In terraform if you want to do multi line comments you wrap the lines in /* and */. in the example file that you have already downloaded, comment out the first resource and uncomment the ‘Update in place’ resource. What I have done is updated the existing vpc to have a tag “Name” with a value of “dev_vpc”. Since you can add, modify, or remove tags at will it updates the resource in place. noted by the ~
terraform plan
An execution plan has been generated and is shown below.
Resource actions are indicated with the following symbols:
~ update in-place
Terraform will perform the following actions:
~ aws_vpc.dev_vpc
tags.%: "0" => "1"
tags.Name: "" => "dev_vpc"
Plan: 0 to add, 1 to change, 0 to destroy.
I am not actually going to apply the change as this is just to show the differences in the plan. Now make sure the first 2 ‘aws_vpc’ resource blocks are commented out and uncomment ‘Destroy and re-create’. I changed the cidr of the vpc which can not be updated in place, so it has to first destroy the vpc, and then re-create it with the new cidr.
terraform plan
An execution plan has been generated and is shown below.

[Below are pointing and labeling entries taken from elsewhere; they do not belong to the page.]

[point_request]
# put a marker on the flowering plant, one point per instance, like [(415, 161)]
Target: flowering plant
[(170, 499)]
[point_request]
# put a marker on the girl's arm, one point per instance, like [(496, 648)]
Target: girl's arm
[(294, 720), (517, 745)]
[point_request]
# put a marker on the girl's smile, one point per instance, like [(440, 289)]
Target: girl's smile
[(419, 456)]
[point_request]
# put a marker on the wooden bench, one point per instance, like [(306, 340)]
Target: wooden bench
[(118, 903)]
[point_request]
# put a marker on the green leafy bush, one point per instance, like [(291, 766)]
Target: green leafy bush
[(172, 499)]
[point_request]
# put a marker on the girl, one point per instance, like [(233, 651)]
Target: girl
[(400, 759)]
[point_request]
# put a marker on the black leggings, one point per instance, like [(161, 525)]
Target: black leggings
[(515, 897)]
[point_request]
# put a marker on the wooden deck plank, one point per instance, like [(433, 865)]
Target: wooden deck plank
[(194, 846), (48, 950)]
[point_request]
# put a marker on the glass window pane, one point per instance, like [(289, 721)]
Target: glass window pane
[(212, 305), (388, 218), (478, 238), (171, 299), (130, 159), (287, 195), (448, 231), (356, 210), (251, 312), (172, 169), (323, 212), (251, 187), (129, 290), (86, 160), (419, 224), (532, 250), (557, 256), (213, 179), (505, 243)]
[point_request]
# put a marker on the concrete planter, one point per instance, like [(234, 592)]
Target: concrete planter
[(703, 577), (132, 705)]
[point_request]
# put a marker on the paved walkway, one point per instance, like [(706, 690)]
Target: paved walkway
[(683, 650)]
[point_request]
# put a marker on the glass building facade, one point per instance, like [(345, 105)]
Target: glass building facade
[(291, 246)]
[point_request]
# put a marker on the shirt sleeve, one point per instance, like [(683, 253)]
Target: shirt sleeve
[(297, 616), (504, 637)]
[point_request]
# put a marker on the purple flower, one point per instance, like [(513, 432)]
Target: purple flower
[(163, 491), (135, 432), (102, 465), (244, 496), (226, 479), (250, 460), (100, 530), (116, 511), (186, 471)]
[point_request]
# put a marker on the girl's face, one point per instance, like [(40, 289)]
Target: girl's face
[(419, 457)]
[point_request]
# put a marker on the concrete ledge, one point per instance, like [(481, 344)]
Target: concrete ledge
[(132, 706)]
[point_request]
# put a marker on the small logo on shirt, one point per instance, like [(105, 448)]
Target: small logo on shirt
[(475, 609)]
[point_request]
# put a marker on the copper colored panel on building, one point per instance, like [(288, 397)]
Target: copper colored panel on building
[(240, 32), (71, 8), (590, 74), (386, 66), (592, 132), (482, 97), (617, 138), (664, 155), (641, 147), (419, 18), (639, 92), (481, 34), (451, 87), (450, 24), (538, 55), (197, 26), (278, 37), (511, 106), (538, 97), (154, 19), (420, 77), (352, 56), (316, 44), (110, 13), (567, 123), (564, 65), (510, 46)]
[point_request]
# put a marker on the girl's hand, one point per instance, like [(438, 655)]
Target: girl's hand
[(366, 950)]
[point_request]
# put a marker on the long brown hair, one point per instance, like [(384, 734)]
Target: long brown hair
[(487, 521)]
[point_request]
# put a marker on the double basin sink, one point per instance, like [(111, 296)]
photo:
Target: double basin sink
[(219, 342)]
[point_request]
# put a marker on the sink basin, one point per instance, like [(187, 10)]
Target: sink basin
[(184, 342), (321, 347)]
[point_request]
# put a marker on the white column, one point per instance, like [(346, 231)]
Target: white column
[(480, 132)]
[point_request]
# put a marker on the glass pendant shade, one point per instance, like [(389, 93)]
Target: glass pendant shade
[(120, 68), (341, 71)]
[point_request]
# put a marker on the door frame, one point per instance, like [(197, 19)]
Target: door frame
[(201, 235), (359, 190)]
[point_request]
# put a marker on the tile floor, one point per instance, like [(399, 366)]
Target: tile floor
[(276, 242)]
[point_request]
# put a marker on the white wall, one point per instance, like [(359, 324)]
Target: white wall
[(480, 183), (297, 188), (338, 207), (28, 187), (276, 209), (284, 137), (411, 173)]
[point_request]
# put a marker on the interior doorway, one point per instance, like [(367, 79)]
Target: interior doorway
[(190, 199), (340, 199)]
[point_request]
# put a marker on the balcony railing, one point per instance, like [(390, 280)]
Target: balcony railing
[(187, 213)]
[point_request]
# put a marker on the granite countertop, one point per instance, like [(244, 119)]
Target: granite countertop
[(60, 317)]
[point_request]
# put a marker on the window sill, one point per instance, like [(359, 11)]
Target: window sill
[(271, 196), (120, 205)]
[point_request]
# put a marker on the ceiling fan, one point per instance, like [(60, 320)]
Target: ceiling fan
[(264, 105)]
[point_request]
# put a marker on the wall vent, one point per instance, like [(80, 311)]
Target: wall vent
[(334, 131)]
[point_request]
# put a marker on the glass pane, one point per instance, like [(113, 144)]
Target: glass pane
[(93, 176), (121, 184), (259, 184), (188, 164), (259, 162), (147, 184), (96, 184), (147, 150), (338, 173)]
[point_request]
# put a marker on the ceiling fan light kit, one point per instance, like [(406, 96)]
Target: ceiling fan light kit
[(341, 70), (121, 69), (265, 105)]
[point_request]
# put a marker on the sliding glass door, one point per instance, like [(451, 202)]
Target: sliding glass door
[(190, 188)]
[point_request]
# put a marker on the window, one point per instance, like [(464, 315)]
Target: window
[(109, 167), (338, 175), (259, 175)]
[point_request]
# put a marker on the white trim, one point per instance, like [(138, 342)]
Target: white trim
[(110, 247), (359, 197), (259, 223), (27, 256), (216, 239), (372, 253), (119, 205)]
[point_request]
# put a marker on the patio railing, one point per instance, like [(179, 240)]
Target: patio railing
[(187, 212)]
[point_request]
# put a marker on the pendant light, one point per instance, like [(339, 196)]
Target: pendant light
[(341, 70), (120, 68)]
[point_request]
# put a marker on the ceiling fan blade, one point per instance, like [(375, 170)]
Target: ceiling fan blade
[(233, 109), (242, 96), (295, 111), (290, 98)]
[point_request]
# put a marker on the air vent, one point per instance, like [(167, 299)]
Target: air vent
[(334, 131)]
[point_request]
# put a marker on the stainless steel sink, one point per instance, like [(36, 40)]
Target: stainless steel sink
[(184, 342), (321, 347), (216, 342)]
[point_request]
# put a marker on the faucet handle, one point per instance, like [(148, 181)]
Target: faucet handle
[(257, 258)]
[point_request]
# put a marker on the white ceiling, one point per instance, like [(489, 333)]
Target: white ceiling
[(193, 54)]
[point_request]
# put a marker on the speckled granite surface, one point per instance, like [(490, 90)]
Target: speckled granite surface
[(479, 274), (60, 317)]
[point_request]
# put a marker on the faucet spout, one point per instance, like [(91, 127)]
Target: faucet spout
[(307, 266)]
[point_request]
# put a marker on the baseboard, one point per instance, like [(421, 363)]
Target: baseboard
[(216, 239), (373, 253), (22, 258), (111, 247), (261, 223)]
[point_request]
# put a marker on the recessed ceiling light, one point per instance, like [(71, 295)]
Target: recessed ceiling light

Resource actions are indicated with the following symbols:
-/+ destroy and then create replacement
Terraform will perform the following actions:
-/+ aws_vpc.dev_vpc (new resource required)
id: "vpc-e717ba8f" => <computed> (forces new resource)
assign_generated_ipv6_cidr_block: "false" => "false"
cidr_block: "10.0.0.0/24" => "10.10.0.0/16" (forces new resource)
default_network_acl_id: "acl-bda92ad5" => <computed>
default_route_table_id: "rtb-219d0049" => <computed>
default_security_group_id: "sg-eb288080" => <computed>
dhcp_options_id: "dopt-a7448bce" => <computed>
enable_classiclink: "" => <computed>
enable_classiclink_dns_support: "" => <computed>
enable_dns_hostnames: "false" => <computed>
enable_dns_support: "true" => "true"
instance_tenancy: "default" => <computed>
ipv6_association_id: "" => <computed>
ipv6_cidr_block: "" => <computed>
main_route_table_id: "rtb-219d0049" => <computed>
tags.%: "0" => "1"
tags.Name: "" => "dev_vpc"
Plan: 1 to add, 0 to change, 1 to destroy.
If you were to apply this plan, it will destroy the vpc before re-creating it. Now if you have other resources in this vpc chances are it won’t actually be able to delete it, but you need to be careful, and plan out your networking ahead of time for production networks.
I am just going to mention that after you did the initial apply there is now a file called terraform.tfstate in your folder which is how Terraform keeps track of the resources it has created.
If you are new to Terraform this is a fair bit of information to absorb so go through it all another time until you have these basic concepts down.